In some cases, clients do not want to give the beneficiaries the power to remove a Trustee. Rather, they want to be sure that the Trustee they have selected will serve. Even in these cases, it is often advisable to give the beneficiaries the power to fill a vacancy in the trusteeship, particularly if the Trustee named by the client is an individual. Often, if such a power to hire a new Trustee is to be given to the beneficiaries, it is advisable to consider limiting who the beneficiaries might appoint, e.g., naming only a trust company or bank, an attorney, or a CPA. In the case of an attorney or CPA, each case, language is generally included that any such individual successor trustee must not be directly related to the beneficiaries, nor be a spouse of the beneficiaries. This is designed to prevent subservient individuals being appointed; otherwise the IRS and creditors, perhaps, could argue that the beneficiaries are the absolute owners of the property because of their control over the Trustee.

Successor Trustee Choices

It generally is a good idea to include provisions regarding possible successor Trustees. While a number of possible options are available, the initial choice to be made is to decide whether the successor Trustee named must serve in any event at the client's death, even if there is a remaining Trustee. Thus, for example, if husband and wife create trusts and both are named as Trustees of each trust, when the husband dies, the wife remains as Trustee of his trust. The husband may want to require that the successor Trustee he has named become a co-trustee with his wife. The other option is to provide that the successor Trustee named will serve only if there is no Trustee serving and no successor otherwise appointed. Thus, in the example just cited, the wife may end up being the sole Trustee of her late husband's trust.
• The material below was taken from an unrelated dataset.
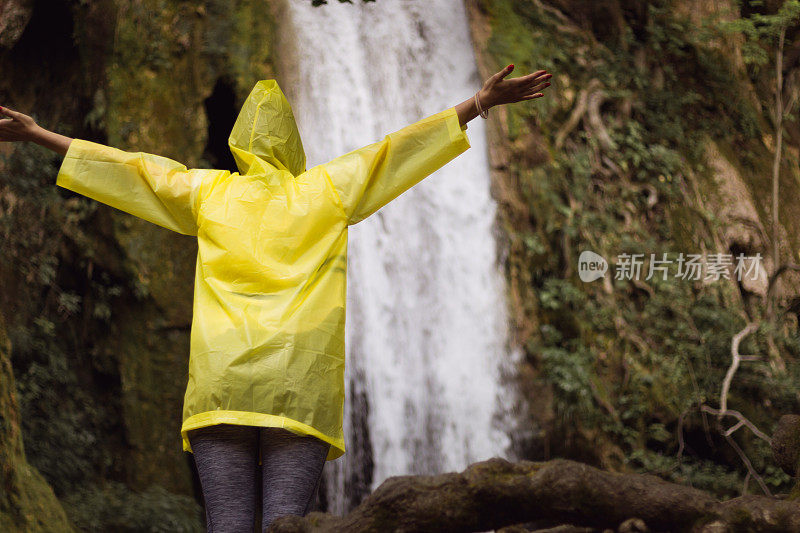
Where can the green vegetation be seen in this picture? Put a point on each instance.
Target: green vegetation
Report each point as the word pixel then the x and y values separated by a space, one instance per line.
pixel 630 362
Which option is best depends upon the amount of control the client may want to retain (i.e., requiring that the named successor Trustee serve in any event), or the amount of control he wants to leave to his beneficiaries (i.e., not requiring any immediate appointment of a successor Trustee as long as someone is serving at the client's death).

The choice of who should be named as successor Trustee is very broad. Some clients prefer to name family members, while others prefer to name professional Trustees. There are pros and cons to each choice, with no "right" or "wrong" choice.